Sowohl die Erfahrungen aus der logopädischen/sprachtherapeutischen Praxis als auch die Forschungsergebnisse der letzten Jahre zeigen Wege auf, um mit betroffenen Kindern direkt an ihrem Stottern zu arbeiten. Mit dem Therapiekonzept „KIDS“ steht ein solches direktes Verfahren zur Verfügung (Sandrieser & Schneider, 2008). Im Seminar wird – in Anlehnung an das KIDS-Konzept – die Umsetzung des Modifikationsansatzes in der Behandlung stotternder Kinder bis zum Vorschulalter vorgestellt und mit praktischen Übungen und Beispielen verdeutlicht. Die Teilnehmerinnen und Teilnehmer haben dabei die Gelegenheit, kindgerechte Modifikationstechniken zu erproben.
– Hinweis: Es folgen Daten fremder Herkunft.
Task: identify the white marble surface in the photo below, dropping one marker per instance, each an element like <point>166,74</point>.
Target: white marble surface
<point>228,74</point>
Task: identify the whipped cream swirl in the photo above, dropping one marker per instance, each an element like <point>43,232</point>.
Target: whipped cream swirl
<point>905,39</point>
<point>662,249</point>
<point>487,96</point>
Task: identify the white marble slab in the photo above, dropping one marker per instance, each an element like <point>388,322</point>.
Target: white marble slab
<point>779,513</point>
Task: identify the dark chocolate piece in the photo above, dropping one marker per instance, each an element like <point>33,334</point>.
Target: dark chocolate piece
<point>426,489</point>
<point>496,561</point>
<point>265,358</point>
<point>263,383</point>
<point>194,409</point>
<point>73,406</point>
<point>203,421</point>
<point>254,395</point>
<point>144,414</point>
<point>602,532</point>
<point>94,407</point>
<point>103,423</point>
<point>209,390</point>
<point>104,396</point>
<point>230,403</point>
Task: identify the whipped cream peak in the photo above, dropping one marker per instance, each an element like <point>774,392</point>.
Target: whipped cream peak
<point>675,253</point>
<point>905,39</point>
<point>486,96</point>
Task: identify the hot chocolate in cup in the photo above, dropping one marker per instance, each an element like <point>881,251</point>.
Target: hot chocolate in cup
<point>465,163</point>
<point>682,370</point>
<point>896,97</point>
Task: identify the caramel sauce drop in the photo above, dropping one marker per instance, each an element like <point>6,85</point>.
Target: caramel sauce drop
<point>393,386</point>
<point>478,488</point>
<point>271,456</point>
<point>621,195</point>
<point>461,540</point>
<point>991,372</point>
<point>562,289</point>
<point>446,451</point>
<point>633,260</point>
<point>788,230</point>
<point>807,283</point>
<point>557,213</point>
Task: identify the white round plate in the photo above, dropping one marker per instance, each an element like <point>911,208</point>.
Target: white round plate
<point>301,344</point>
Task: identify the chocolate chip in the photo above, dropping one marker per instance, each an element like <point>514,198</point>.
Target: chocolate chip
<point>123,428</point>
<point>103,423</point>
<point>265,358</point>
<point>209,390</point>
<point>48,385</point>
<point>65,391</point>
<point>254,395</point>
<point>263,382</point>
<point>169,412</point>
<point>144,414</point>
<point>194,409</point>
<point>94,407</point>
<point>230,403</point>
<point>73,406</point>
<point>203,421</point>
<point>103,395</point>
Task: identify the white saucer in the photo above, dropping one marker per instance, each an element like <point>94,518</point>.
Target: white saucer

Die notwendigen theoretischen Voraussetzungen werden besprochen, und das diagnostische Vorgehen wird erläutert. Der Schwerpunkt des Seminars liegt auf der Arbeit mit 4-6 jährigen Kindern. Ziel ist es, den Teilnehmerinnen und Teilnehmern Grundlagen und Umsetzungsideen zu vermitteln, um eine kindgerechte Stottertherapie nach dem Modifikationsansatz durchzuführen.

Teilnehmerstimmen

Das hat mir gut gefallen:

  • Die Offenheit der Dozentin; Umgang mit Fragen
  • Dozentin ist fachlich + didaktisch sehr kompetent!
  • Inhalt und Darbietung

Davon habe ich besonders profitiert:

  • sehr praxisnah
  • Tipps für Praxisalltag; Spieleideen

Walther, Claudia

Walther Claudia

Claudia Walther ist Diplom-Logopädin. Nach ihrer Ausbildung zur Logopädin in Kreischa/Dresden arbeitete sie in einer logopädischen Praxis mit dem Schwerpunkt Stottertherapie. Anschließend absolvierte sie den Studiengang Lehr- und Forschungslogopädie an der RWTH Aachen. In ihrer Diplomarbeit, die u.a. von Dr. Patricia Sandrieser und Peter Schneider betreut wurde, befasste sie sich intensiv mit Stottern im Kindesalter und konzipierte ein Diagnostikinstrument für stotternde Kinder. Unterstützt durch die Forschungsförderung des dbl arbeitet sie momentan an einem Projekt zum Erleben des Stotterns bei Kindern. Zusätzlich ist sie als Referentin für Stottern im Kindesalter sowie in der Supervision und Behandlung stotternder Kinder und Jugendlicher tätig.